What Is Cancer Immunotherapy?
Cancer immunotherapy is a brand-new way to fight cancer by enabling your body’s immune system to better recognize and destroy cancer. Think of it as teaching your immune system to do a better job — to become more adept at recognizing, targeting and killing cancer cells.
Unlike chemotherapy or radiation, which harm healthy cells along with cancerous ones, immunotherapy for cancer is more targeted and precise.
As a result, this approach has revolutionized cancer treatment, providing new hope to patients — especially those whose cancers failed to respond to conventional therapies. Immunotherapy is not a single treatment but a group of therapies designed to support or boost the immune system in various ways. Check point Inhibitors, CAR-T Cell Therapy, Cancer Vaccines There are many well-recognized types such as checkpoint inhibitors, CAR-T cell therapy, and cancer vaccines.
How does this work?
The immune system is evolutionarily hard-wired to shield the body from potentially lethal pathogens like viruses and bacteria. But cancer cells are wily — they develop ways to evade immune cells or shut down the immune response completely.
That’s why immunotherapy for the treatment of cancer helps out the immune system, by making it easier to recognize and beat those ruses.
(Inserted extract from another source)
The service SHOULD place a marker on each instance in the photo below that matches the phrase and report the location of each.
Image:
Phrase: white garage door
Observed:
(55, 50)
Let’s take a look at how the most common kinds of immunotherapy work:
Checkpoint Inhibitors – Taking the Brakes Off the Immune System
For starters, the immune system comes with a fleet of “checkpoints” that shield the body’s healthy cells from attack. Unfortunately, most cancer cells also make use of these checkpoints to evade discovery.
Checkpoint inhibitors are drugs that release those “brakes,” and in so doing, enable the immune system to more effectively attack the cancer. For example, Keytruda (pembrolizumab) is one of the most well-known drugs in this class. It takes aim at an immune-cell checkpoint protein called PD-1, which helps immune cells recognize and kill cancer.
Types of Cancer Treated with Checkpoint Inhibitors:
- Melanoma (skin cancer)
- Non-small cell lung cancer
- Certain types of lymphoma
- Bladder cancer
- Kidney cancer
These drugs have been game changers in oncology, with long-lasting benefits and even remission for some.
CAR-T Cell Therapy – Supercharging Your Immune Cells
And then there’s CAR-T cell therapy, a newer breakthrough in late-stage cancer treatment. In this approach, the patient’s T cells (a type of immune cell) are extracted and genetically modified in the laboratory to help them recognize and kill cancer, then reinfused.
Those “supercharged” T cells can go on to track down and kill cancer cells more specifically.
CAR-T Cell Therapy Is Commonly Used for:
- Acute lymphoblastic leukemia (ALL), especially in children
- Certain types of non-Hodgkin lymphoma
- Multiple myeloma
While so far not commonly used against solid tumors, CAR-T is a significant advance for the treatment of aggressive blood cancers that have not responded to other forms of treatment.